Confessionário
40 Capítulo 40
Ele pisava com cuidado na vegetação úmida sob os seus pés, tentando não causar nenhum barulho desnecessário com o movimento das suas botas pesadas. Sozinho naquela clareira com um arco e algumas flechas, Robin não se sentia oficialmente no controle da situação. Era um plano arriscado e por que não, ridículo. Mas era o que ele tinha em mãos.

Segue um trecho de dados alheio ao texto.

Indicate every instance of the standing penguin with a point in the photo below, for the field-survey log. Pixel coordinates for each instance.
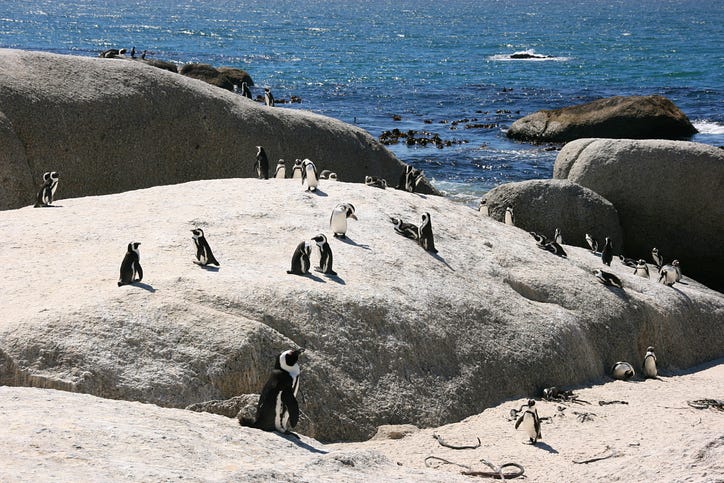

“Rumpelstiltskin.” Chamou ele, olhando em volta enquanto os pássaros piavam despreocupados com o mundo à sua volta. Ele adorava o cheiro da relva das árvores, o som da água caindo em alguma queda natural ao seu redor, a melodia das aves que se empoleiravam por cima das altíssimas copas das arvores.
“A quem devo a honra?”
Ele virou-se lentamente e observou a criatura pitoresca sentada em um tronco caído, observando-o. Sua pele tinha as características da pele de um crocodilo, embora houvesse um brilho diferente, cintilante que trazia certo glamour sobre ele. Seus olhos de réptil capturaram os olhos azuis do arqueiro.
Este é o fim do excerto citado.